Les médecins de Sheba minimisent leurs risques d’infection en évitant largement les contacts face à face, et en passant plutôt de longs moments dans une tente près de l’unité, à parler aux patients via des écrans sur les robots, ou parfois en utilisant des applications téléphoniques ou des écrans de télévision.

« Le seul moment où les médecins entrent vraiment en contact avec les patients est lorsqu’ils font des prélèvements, sinon la plupart du travail se fait à distance », décrit le porte-parole de l’hôpital, Steve Walz, expliquant qu’ils s’appuient souvent sur des robots pour effectuer des tâches ou donner des instructions aux patients pour qu’ils effectuent eux-mêmes leurs tests et regardent en direct.
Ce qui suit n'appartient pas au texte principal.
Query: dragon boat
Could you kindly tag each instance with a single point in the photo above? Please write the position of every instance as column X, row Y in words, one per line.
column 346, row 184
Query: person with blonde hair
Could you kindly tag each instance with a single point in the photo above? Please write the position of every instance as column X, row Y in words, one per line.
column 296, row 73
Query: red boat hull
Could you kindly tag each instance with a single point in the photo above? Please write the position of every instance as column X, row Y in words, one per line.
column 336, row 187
« Les médecins peuvent voir comment les patients effectuent les tests, si la gorge est rouge et s’ils ont de la fièvre. Tout cela est fait à distance », indique le porte-parole.

Le Dr Gadi Segal s’adresse à un patient à distance, depuis l’hôpital Sheba-Tel HaShomer. (Autorisation : Sheba)
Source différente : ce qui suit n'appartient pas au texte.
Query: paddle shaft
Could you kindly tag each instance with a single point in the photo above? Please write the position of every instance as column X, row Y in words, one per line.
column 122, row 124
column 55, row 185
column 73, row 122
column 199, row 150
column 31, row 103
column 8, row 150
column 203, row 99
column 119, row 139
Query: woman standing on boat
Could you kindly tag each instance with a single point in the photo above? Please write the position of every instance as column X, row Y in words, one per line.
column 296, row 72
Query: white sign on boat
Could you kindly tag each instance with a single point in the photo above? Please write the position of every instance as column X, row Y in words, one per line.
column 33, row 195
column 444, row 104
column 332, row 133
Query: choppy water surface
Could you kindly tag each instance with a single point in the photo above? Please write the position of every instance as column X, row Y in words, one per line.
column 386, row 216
L’entretien des zones isolées est difficile, à cause de la nécessité de disposer d’équipes de nettoyage en combinaisons protégées et de maintenir un calendrier pour les visites des patients dans le jardin, un à la fois. Mais ce n’est que la partie visible de l’iceberg que représente le défi auquel sont confrontés les hôpitaux israéliens.

Les patients des unités de coronavirus y sont actuellement en raison de leurs symptômes de Covid-19, mais avec le temps, les médecins s’attendent à avoir des patients qui sont sur la voie de la guérison, mais qui présentent un problème de santé non lié.

Rambam a déjà aménagé une salle d’accouchement dans son unité d’isolement, s’attendant à devoir accueillir une patiente contaminée enceinte.

M. Walz a laissé entendre qu’une planification minutieuse avait permis à l’hôpital Sheba d’être sur des bases solides. « Nous avons fait un exercice complet un mois avant que le premier patient atteint de coronavirus ne soit diagnostiqué en Israël », a-t-il assuré.

Malgré les défis, Khetam Hussein pense aussi que son hôpital peut faire face à la crise.

« Je suis une optimiste », dit-elle. « Il y a eu des épidémies dans le passé, et il y en aura à l’avenir. La phase la plus difficile est encore devant nous, nous le savons, mais nous sommes prêts ».